L1 caches 906, which allow to access the low latency of cache memory, enters scalar sum vector location
In.Together with loading operation (load-op) instruction in vectorial friendly instruction format, it means that L1 caches 906 can quilt
It is considered as the register group of similar extension in a way.This significantly improves the performance of many algorithms.
The local subset 904 of L2 caches is a part for global L2 caches, and the global L2 caches are drawn
It is divided into multiple separated local subsets, i.e., each local subset of CPU core one.Each CPU has the L2 to their own slow at a high speed
The direct access path for the local subset 904 deposited.The data read by CPU core are stored in its L2 cached subset 904,
And it can be quickly accessed, the access and the local L2 cached subsets that other CPU cores access their own are parallel.By CPU
The data of core write-in are stored in the L2 cached subsets 904 of its subset, and clear from other subsets in the case of necessary
Remove.Loop network ensures the uniformity of shared data.
Fig. 9 B are the expanded views of a part for the CPU core in Fig. 9 A according to various embodiments of the present invention.Fig. 9 B include L1
L1 data high-speeds caching 906A parts of cache 904 and on the more of vector location 910 and vector registor 1114
Details.Specifically, vector location 910 is 16 fat vector processing units (VPU) (see 16 width ALU928), and the unit performs whole
Type, single-precision floating point and double-precision floating point instruction.The VPU supports to mix (swizzling) register by mixed cell 920
Input, numerical value conversion carried out by numerical value converting unit 922A-B, and carry out by copied cells 924 answering memory input
System.Write the vector write-in that mask register 926 allows to assert gained.

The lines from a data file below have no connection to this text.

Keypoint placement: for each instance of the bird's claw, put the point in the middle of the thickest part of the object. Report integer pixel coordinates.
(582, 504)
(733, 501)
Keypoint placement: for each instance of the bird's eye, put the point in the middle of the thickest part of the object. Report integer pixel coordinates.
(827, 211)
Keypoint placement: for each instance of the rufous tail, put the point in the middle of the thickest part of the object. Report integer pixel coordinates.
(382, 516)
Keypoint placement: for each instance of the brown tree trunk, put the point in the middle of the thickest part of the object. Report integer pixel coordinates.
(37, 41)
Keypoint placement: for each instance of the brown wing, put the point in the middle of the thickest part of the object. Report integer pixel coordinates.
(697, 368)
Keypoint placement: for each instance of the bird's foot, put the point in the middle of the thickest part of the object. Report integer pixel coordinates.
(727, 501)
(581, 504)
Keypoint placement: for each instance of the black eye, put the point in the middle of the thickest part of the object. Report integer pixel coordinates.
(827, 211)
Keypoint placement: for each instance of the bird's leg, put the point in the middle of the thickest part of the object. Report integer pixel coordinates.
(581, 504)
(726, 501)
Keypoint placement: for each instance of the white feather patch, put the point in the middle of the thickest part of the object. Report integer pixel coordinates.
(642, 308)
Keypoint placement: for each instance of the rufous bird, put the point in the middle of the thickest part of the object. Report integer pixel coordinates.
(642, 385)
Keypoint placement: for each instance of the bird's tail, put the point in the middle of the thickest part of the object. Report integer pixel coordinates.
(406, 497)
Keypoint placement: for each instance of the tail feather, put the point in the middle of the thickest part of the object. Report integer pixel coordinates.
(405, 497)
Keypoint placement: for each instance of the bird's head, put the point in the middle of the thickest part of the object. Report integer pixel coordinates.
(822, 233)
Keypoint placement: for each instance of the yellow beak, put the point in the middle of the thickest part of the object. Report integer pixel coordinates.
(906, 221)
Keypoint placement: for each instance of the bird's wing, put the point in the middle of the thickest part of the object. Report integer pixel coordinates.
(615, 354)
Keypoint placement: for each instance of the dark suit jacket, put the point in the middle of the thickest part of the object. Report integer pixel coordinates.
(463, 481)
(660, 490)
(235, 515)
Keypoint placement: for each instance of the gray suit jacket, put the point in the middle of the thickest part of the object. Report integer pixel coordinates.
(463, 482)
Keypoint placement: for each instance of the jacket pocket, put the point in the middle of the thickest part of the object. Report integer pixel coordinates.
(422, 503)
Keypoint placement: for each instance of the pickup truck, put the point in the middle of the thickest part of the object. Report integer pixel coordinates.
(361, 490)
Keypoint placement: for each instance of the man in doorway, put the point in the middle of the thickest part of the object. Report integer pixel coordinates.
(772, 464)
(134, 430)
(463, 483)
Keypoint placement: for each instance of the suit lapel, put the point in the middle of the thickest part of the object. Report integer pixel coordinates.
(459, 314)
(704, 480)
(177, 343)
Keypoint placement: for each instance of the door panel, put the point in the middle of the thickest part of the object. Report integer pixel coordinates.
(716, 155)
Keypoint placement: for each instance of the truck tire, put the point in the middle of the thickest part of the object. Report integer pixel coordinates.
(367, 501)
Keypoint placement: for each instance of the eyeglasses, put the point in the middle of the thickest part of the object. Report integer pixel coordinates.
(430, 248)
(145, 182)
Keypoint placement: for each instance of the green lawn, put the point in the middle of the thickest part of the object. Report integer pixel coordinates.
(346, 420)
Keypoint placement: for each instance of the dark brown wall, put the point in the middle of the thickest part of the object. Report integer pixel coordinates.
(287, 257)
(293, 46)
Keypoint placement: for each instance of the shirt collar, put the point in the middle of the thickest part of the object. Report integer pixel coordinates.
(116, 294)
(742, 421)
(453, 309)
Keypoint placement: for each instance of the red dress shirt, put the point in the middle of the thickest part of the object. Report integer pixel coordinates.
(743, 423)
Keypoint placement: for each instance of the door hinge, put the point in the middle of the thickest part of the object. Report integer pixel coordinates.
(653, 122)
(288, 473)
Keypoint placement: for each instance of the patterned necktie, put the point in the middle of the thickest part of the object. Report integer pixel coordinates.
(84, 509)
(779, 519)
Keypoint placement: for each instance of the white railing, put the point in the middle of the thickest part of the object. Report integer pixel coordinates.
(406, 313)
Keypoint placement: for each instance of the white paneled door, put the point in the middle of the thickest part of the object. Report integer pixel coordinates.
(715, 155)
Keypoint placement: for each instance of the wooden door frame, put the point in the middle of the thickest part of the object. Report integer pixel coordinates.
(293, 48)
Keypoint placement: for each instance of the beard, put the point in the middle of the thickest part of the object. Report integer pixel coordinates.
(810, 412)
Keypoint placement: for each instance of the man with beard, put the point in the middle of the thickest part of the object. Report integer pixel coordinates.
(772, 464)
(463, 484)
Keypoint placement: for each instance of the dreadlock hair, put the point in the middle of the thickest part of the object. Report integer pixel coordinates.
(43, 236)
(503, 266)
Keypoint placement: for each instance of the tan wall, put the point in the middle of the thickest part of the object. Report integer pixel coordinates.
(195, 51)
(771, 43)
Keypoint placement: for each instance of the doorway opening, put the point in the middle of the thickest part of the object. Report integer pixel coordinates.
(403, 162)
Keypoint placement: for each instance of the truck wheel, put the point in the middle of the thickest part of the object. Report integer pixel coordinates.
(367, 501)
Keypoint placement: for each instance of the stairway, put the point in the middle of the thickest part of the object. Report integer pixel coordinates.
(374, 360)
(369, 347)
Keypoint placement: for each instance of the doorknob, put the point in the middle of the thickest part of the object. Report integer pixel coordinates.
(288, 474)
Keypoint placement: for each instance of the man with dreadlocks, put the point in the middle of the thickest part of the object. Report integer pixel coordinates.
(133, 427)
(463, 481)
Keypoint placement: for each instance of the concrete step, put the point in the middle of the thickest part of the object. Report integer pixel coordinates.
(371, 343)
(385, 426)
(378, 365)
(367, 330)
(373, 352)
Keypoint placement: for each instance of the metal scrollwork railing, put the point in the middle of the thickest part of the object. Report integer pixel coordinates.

Register data can be mixed in a variety of ways, e.g., carry out support matrix multiplication.Data from memory can be across VPU
It is replicated passage.This is the general operation in figure and the processing of non-graphic parallel data, and this dramatically increases cache effect
Rate.
Loop network is two-way, to allow the agency of such as CPU core, L2 caches and other logical blocks etc in core
Communicated with one another in piece.Each circular data path is each bit width of direction 1012.
Exemplary out-of-order architecture-Fig. 7
Figure 10 is the block diagram for showing unordered framework exemplary according to an embodiment of the invention.Specifically, Figure 10 shows public affairs
The exemplary unordered framework known, it has been modified into combining vectorial friendly instruction format and its execution.In Fig. 10, arrow
Head indicates the coupling between two or more units, and the direction of arrow indicates the direction of the data flow between these units.
Figure 10 includes the front end unit 1005 for being coupled to enforcement engine unit 1010 and memory cell 1015;Enforcement engine unit 1010
It is additionally coupled to memory cell 1015.
Front end unit 1005 includes being coupled to one-level (L1) inch prediction unit of two grades of (L2) inch prediction units 1022
1020.L1 and L2 inch prediction units 1020 and 1022 are coupled to L1 Instruction Cache Units 1024.L1 instruction caches
Unit 1024 is coupled to instruction translation look-aside buffer (TLB) 1026, and the TLB1026 is further coupled to instruction and extracted and pre- solution
Code unit 1028.Instruction is extracted and pre-decode unit 1028 is coupled to instruction queue unit 1030, the further coupling of unit 1030
It is bonded to decoding unit 1032.Decoding unit 1032 include complex decoder unit 1034 and three simple decoder elements 1036,
1038 and 1040.Decoding unit 1032 includes microcode ROM cell 1042.In decoding level segment, decoding unit 7 can be as described above
Ground is operated.L1 Instruction Cache Units 1024 are additionally coupled to the L2 cache elements 1048 in memory cell 1015.Refer to
Make two grades of TLB units 1046 that TLB unit 1026 is additionally coupled in memory cell 1015.Decoding unit 1032, microcode ROM
Unit 1042 and circulation detector (LSD) unit 1044 are respectively coupled to renaming/distributor in enforcement engine unit 1010
Unit 1056.
Enforcement engine unit 1010 include being coupled to the renaming of retirement unit 1074 and United Dispatching device unit 1058/point
Orchestration unit 1056.Retirement unit 1074 is additionally coupled to execution unit 1060 and including resequencing buffer unit 1078.It is unified
Dispatcher unit 1058 is additionally coupled to physical register group unit 1076, and physical register group unit 1076 is coupled to execution unit
1060.Physical register group unit 1076 includes vector registor unit 1077A, writes mask register unit 1077B and scalar
Register cell 1077C;These register cells can provide vector registor 510, vector mask register 515 and general
Destination register 825;And physical register group unit 1076 may include that unshowned adjunct register group (e.g., is aliasing in MMX to beat
Scalar floating-point stack register group 845 in bag integer plane registers device group 850).Execution unit 1060 includes three mixing scalars
With vector location unit 1062,1064 and 1072;Load unit 1066;Storage address unit 1068;Data storage unit 1070.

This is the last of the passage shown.